AIE-ML Tile Architecture

Versal ACAP AIE-ML Architecture Manual (AM020)

Document ID
Release Date
1.0 English

The top-level block diagram of the AIE-ML tile architecture, key building blocks, and connectivity for the AIE-ML tile are shown in the following figure.

Figure 1. AIE-ML Tile Block Diagram

The AIE-ML tile consists of the following high-level modules:

  • Tile interconnect
  • AIE-ML
  • AIE-ML memory module

The tile interconnect module handles AXI4-Stream and memory mapped AXI4 input/output traffic. The memory-mapped AXI4 and AXI4-Stream interconnect is further described in the following sections. The AIE-ML memory module has 64 KB of data memory divided into eight memory banks, a memory interface, DMA, and locks. There is a DMA in both incoming and outgoing directions and there is a Locks block within each memory module. The AIE-ML can access memory modules in all four directions as one contiguous block of memory. The memory interface maps memory accesses in the right direction based on the address generated from the AIE-ML. The AIE-ML has a scalar datapath, a vector datapath, three address generators, and 16 KB of program memory. It also has a cascade stream access for forwarding accumulator output to the next AIE-ML tile. The AIE-ML is described in more detail in AIE-ML Architecture. Both the AIE-ML and the AIE-ML memory module have control, debug, and trace units.
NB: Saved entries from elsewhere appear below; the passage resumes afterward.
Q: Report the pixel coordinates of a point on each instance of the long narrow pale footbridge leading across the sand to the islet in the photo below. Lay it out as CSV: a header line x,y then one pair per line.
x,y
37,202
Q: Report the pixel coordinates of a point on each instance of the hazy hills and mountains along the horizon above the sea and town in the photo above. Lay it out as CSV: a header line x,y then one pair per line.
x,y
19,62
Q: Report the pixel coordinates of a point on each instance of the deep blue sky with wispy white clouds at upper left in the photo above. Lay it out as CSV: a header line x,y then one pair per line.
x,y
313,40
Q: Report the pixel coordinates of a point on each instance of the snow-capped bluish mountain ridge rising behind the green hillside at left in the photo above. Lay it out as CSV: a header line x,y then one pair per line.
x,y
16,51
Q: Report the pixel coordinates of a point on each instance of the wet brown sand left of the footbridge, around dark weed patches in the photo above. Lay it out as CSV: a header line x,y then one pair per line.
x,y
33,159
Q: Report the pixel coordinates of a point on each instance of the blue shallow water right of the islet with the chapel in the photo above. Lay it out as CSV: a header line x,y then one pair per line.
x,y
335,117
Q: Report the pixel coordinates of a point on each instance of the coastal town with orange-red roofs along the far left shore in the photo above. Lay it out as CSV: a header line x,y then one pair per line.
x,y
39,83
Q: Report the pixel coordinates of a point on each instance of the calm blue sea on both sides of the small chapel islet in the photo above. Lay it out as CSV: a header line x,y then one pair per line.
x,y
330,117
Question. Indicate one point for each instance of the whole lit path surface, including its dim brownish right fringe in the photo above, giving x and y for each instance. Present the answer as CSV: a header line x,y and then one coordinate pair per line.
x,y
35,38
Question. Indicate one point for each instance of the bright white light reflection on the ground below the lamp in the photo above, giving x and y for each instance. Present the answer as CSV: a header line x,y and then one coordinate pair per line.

Some of these units are described later in this chapter:

  • Control and status registers
  • Events, event broadcast, and event actions
  • Performance counters for profiling and timers

The following figure shows the AIE-ML array with the AIE-ML tiles and the dedicated interconnect units arrayed together. Sharing data with local memory between neighboring AIE-MLs is the main mechanism for data movement within the AIE-ML array. Each AIE-ML can access up to four memory modules:

  • Its own
  • The module on the north
  • The module on the south
  • The module on the west

The AIE-ML on the edges of the array have access to one or two fewer memory modules.

Figure 2. AIE-ML Array

Together with the flexible and dedicated interconnects, the AIE-ML array provides deterministic performance, low latency, and high bandwidth. The modular and scalable architecture allows more compute power as more tiles are added to the array.

The AIE-ML has both horizontal and vertical cascade connections, directed from north to south and from west to east. The cascade start points and end points are tied off at the array edges.